Zuvor hatte ihm Rudolf Marenburg ein üppiges Frühstück aufgenötigt, mit Spiegeleiern, gebratenem Speck, Würstchen und einem Bataillon Toastbroten. Jan hatte sich über diese fürsorgliche Geste seines Freundes gefreut und ordentlich zugelangt, obwohl er für gewöhnlich morgens nicht mehr als eine Tasse Kaffee zu sich nahm. Zum einen wollte er die gute Absicht seines Gastgebers nicht enttäuschen, andererseits hatte er aber auch seit seiner Scheidung nicht mehr so gut und ausgiebig gefrühstückt.
Eigentlich lag es sogar schon länger zurück, denn im letzten Jahr ihrer Ehe hatte Martina morgens meist nur mit einer Gauloise in der einen und einem Kaffeebecher in der anderen Hand am Küchentisch gesessen und ihn mit besorgtem und gleichzeitig vorwurfsvollem Blick angesehen. Einem Blick, der sagte: Du hast heute Nacht schon wieder geschrien, und: Hört das denn nie auf, und: Ich mache das nicht mehr länger mit.
Marenburgs Frühstück war für Jan wie eine schöne Erinnerung an die glückliche Anfangszeit seiner Beziehung gewesen; an eine Zeit, in der Martina morgens höchstens Slip und Bademantel getragen und Jan mit einem verschlafenen, aber glücklichen Lächeln empfangen hatte.

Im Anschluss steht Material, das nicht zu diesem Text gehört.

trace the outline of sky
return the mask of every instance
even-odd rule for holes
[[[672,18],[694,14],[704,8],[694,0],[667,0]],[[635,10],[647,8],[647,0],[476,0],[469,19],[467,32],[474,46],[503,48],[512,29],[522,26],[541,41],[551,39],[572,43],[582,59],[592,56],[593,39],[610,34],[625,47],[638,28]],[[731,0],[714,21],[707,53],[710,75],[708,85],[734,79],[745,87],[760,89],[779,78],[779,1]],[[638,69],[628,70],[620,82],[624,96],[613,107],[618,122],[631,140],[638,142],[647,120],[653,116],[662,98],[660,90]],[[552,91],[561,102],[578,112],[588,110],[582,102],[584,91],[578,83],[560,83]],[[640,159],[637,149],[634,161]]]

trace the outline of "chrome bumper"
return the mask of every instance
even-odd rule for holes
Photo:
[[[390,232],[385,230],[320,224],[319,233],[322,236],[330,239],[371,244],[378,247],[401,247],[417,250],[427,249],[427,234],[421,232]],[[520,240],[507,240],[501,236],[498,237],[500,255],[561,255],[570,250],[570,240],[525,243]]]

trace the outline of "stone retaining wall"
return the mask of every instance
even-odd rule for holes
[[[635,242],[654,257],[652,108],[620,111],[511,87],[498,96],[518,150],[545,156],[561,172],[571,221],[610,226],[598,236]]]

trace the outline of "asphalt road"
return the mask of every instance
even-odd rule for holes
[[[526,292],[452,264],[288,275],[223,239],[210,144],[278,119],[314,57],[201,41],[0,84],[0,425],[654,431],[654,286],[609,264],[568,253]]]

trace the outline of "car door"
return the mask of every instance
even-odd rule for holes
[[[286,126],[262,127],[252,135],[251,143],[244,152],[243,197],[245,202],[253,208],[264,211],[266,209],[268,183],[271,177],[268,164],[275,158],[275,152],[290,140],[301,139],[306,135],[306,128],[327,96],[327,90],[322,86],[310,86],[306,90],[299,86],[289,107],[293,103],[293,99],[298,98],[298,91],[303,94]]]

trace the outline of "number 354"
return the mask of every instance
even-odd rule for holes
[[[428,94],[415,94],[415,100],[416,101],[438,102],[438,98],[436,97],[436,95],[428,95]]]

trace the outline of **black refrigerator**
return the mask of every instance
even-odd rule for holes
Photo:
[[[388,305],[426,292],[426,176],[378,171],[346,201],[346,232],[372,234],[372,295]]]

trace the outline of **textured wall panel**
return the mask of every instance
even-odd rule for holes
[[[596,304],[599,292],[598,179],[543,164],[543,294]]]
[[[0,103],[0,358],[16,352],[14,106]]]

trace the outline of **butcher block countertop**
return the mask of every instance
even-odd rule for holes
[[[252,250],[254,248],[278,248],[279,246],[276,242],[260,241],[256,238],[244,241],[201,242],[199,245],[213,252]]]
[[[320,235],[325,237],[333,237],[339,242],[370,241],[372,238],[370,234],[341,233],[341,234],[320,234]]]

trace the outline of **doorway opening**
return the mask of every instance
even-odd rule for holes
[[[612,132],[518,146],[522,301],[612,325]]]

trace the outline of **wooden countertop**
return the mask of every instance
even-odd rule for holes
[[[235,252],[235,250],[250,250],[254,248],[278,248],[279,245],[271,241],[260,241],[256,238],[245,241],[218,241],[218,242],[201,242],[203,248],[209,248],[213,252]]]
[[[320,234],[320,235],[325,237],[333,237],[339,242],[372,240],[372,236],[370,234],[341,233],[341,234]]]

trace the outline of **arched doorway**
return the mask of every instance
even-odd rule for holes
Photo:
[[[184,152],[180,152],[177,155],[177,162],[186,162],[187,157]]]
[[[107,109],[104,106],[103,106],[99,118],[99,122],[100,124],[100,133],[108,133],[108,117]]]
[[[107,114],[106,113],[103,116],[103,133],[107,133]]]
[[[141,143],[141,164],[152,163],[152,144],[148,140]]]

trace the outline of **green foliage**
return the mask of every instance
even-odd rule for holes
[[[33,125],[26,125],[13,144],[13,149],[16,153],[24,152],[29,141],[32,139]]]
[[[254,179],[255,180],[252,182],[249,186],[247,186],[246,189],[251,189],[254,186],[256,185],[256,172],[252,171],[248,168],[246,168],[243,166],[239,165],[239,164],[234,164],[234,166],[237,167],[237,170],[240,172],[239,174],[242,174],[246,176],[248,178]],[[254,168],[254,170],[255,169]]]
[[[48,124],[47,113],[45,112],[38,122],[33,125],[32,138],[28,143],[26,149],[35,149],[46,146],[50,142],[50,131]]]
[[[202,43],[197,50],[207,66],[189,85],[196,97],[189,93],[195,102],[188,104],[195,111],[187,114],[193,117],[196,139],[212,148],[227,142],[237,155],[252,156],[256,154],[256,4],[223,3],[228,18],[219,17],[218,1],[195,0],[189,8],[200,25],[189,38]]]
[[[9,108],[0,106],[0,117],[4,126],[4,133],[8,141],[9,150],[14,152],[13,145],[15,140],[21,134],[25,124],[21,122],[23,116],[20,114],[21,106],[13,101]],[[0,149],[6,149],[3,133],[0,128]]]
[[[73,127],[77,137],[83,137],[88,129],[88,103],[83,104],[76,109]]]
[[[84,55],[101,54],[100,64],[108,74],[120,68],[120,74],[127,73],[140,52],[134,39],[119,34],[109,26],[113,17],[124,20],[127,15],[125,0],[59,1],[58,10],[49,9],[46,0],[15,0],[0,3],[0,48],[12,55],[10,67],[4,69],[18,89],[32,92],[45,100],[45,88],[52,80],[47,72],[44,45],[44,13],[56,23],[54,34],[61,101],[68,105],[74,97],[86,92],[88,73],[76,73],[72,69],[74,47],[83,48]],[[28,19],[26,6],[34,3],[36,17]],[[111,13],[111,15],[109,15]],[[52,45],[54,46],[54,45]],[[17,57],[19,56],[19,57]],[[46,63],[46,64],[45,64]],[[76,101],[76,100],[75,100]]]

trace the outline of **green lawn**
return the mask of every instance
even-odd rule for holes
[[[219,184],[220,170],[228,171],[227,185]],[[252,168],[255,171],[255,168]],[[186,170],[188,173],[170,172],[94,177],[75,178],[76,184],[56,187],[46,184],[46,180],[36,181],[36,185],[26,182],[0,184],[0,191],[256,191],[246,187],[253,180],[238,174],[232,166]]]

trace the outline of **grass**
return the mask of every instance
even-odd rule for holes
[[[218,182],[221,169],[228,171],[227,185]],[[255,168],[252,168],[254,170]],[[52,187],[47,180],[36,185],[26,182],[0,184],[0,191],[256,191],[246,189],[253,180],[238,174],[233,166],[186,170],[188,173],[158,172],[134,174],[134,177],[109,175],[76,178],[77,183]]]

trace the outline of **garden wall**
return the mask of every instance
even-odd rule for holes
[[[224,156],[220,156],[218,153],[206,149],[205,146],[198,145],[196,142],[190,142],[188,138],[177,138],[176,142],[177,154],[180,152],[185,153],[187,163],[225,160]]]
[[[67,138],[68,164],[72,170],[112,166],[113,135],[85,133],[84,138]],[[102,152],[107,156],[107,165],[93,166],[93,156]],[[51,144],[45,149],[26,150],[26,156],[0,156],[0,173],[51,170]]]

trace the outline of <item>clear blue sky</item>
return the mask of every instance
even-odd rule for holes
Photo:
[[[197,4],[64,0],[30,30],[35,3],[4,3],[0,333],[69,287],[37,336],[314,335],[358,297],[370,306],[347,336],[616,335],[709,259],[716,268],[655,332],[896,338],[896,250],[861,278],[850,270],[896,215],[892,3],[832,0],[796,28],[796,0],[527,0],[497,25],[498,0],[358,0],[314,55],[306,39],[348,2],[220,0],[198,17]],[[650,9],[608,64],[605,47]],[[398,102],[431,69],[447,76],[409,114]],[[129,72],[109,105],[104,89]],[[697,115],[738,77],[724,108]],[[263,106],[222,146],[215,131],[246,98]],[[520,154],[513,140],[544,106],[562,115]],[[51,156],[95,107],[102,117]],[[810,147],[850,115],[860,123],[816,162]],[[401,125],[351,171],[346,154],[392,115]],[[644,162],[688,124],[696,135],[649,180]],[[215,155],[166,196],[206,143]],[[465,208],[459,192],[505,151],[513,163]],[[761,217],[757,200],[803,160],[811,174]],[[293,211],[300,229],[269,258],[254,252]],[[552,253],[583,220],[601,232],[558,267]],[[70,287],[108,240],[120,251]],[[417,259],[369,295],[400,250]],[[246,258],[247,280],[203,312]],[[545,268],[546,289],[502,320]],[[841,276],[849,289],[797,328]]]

Mit seiner morgendlichen Fürsorge hatte Marenburg etwas bei Jan ausgelöst: Zum ersten Mal seit langer Zeit fühlte er sich wieder irgendwo zu Hause - auch wenn ihm klar war, dass dieses Zuhause nur von vorübergehender Dauer sein würde. Jan hatte es genossen, noch ganz verschlafen all die Köstlichkeiten zu verdrücken und nebenbei mit Marenburg über die Schlagzeilen des Fahlenberger Boten zu plaudern. Doch als er später die Treppe zu seinem neuen Arbeitsplatz emporstieg, war ihm ein wenig übel, und er nahm sich vor, es künftig wieder bei der einfachen Tasse Kaffee bewenden zu lassen.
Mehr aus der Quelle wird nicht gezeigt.